Pydantic-AI budget control with SpendGuard¶

Your Pydantic-AI agent calls agent.run("...") and the run loop dispatches Model.request() repeatedly — once per step, once per retry, once per multi-step tool loop. Without a gate, every iteration is a free shot at the provider. SpendGuard wraps the model so each request() reserves against a budget before the upstream LLM call ships.

Why you'd want this¶

Pre-call enforcement, not post-hoc dashboards. Reservation happens before the OpenAI/Anthropic call. Over-budget calls raise DecisionStopped and the upstream request never goes out.
Retry-safe idempotency. Pydantic-AI re-enters request() on transient errors. SpendGuard derives a stable idempotency_key from messages + settings + run_id, so the retry collapses onto the original reservation instead of allocating a new one.
Tool loops stay budgeted. Multi-step tool-using agents are gated on every model call, including steps spawned by tool output.
Audit trail. Every decision (allow / stop / require_approval / degrade) is signed and chained for post-hoc analysis.
Human-in-the-loop approval. Pause-and-resume with await e.resume(client) when a contract fires REQUIRE_APPROVAL.

Setup (60 seconds)¶

pip install 'spendguard-sdk[pydantic-ai]'

You also need a running SpendGuard sidecar reachable on a Unix Domain Socket.

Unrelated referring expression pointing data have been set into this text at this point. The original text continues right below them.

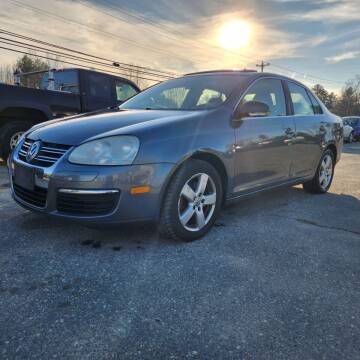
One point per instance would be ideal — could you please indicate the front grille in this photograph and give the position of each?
(36, 197)
(86, 204)
(48, 155)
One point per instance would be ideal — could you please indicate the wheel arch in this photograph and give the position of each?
(209, 157)
(333, 148)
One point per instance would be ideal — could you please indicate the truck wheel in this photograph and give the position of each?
(10, 133)
(192, 202)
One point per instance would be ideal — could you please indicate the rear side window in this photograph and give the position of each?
(67, 81)
(99, 86)
(270, 92)
(316, 106)
(300, 99)
(124, 91)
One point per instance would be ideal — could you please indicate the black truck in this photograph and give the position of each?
(57, 93)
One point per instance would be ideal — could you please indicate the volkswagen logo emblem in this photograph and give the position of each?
(33, 150)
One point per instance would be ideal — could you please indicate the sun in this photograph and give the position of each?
(234, 34)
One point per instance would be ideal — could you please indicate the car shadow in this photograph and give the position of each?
(292, 203)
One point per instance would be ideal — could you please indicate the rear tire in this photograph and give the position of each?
(8, 135)
(192, 201)
(322, 180)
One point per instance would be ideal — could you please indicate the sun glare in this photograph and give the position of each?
(234, 35)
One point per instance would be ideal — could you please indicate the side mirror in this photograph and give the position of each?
(252, 109)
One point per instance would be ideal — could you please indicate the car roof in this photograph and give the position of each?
(250, 74)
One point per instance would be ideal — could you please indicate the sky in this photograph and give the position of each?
(314, 41)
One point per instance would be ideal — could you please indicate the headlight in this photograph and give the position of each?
(114, 150)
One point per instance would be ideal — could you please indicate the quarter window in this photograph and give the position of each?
(316, 106)
(270, 92)
(300, 99)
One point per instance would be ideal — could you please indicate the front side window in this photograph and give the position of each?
(197, 92)
(270, 92)
(300, 99)
(124, 91)
(352, 121)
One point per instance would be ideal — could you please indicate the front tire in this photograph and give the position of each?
(192, 201)
(322, 180)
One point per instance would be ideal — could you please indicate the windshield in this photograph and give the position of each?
(352, 121)
(187, 93)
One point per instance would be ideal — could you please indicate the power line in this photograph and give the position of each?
(146, 20)
(9, 33)
(162, 27)
(262, 65)
(95, 29)
(74, 64)
(58, 53)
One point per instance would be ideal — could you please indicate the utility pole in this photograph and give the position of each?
(262, 65)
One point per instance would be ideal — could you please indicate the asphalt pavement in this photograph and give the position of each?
(278, 277)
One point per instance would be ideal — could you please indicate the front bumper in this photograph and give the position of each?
(65, 190)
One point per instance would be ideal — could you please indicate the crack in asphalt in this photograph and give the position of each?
(304, 221)
(314, 223)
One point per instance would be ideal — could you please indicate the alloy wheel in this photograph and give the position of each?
(197, 202)
(326, 170)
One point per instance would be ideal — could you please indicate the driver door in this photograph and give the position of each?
(263, 144)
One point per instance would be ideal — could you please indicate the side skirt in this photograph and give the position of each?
(250, 193)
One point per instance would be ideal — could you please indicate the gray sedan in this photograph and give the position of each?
(175, 153)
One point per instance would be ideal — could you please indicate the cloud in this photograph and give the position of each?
(342, 57)
(332, 11)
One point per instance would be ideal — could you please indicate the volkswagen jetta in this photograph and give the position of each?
(178, 151)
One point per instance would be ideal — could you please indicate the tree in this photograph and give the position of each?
(329, 99)
(30, 63)
(26, 64)
(321, 93)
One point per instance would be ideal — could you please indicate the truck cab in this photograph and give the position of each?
(42, 96)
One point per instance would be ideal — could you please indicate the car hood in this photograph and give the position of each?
(75, 131)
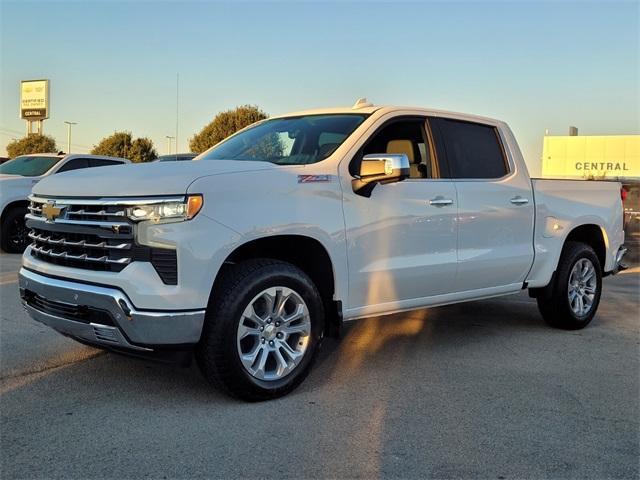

The fastest path is the demo stack:

git clone https://github.com/m24927605/agentic-spendguard.git
cd agentic-spendguard && make demo-up

The demo binds the sidecar UDS at deploy/demo/runtime/uds/adapter.sock.

Wire it up¶

import asyncio

from pydantic_ai import Agent
from pydantic_ai.models.openai import OpenAIModel

from spendguard import SpendGuardClient, new_uuid7
from spendguard.integrations.pydantic_ai import (
    RunContext, SpendGuardModel, run_context,
)
from spendguard._proto.spendguard.common.v1 import common_pb2


async def main() -> None:
    client = SpendGuardClient(
        socket_path="/var/run/spendguard/adapter.sock",
        tenant_id="00000000-0000-4000-8000-000000000001",
    )
    await client.connect()
    await client.handshake()

    guarded = SpendGuardModel(
        inner=OpenAIModel("gpt-4o-mini"),
        client=client,
        budget_id="my-budget",
        window_instance_id="my-window",
        unit=common_pb2.UnitRef(
            unit_id="usd_micros",
            token_kind="usd_micros",
            model_family="gpt-4",
        ),
        pricing=common_pb2.PricingFreeze(pricing_version="2025-q4"),
        claim_estimator=lambda messages, settings: [
            common_pb2.BudgetClaim(
                budget_id="my-budget",
                window_instance_id="my-window",
                amount_micros=1_000_000,  # 1 USD reservation per call
            )
        ],
    )

    agent = Agent(model=guarded)
    async with run_context(RunContext(run_id=str(new_uuid7()))):
        result = await agent.run("Hello")
        print(result.output)


asyncio.run(main())

What you get¶

Pre-call budget reservation. The wrapped model raises DecisionStopped instead of calling the LLM when the reservation would exceed the budget.
Signed audit chain. Every decision is recorded in the ledger with a cryptographic signature; replay-safe via the audit_outbox transactional pattern.
Approval continuation. When a contract fires REQUIRE_APPROVAL, the exception carries e.resume(client) — call it after an operator approves in the dashboard.

Common patterns¶

Per-tenant budgets¶

Pass distinct budget_id / window_instance_id values per tenant. The control plane API (POST /v1/budgets) provisions budgets without restarting the agent.

Handling approvals¶

from spendguard import ApprovalRequired

try:
    result = await agent.run(prompt)
except ApprovalRequired as e:
    await wait_for_operator_approval(e.decision_id)
    result = await e.resume(client)

Testing without burning tokens¶

Replace OpenAIModel with pydantic_ai.models.test.TestModel. The SpendGuard wrapper still records reservations and decisions, so you can unit-test budget logic without provider keys.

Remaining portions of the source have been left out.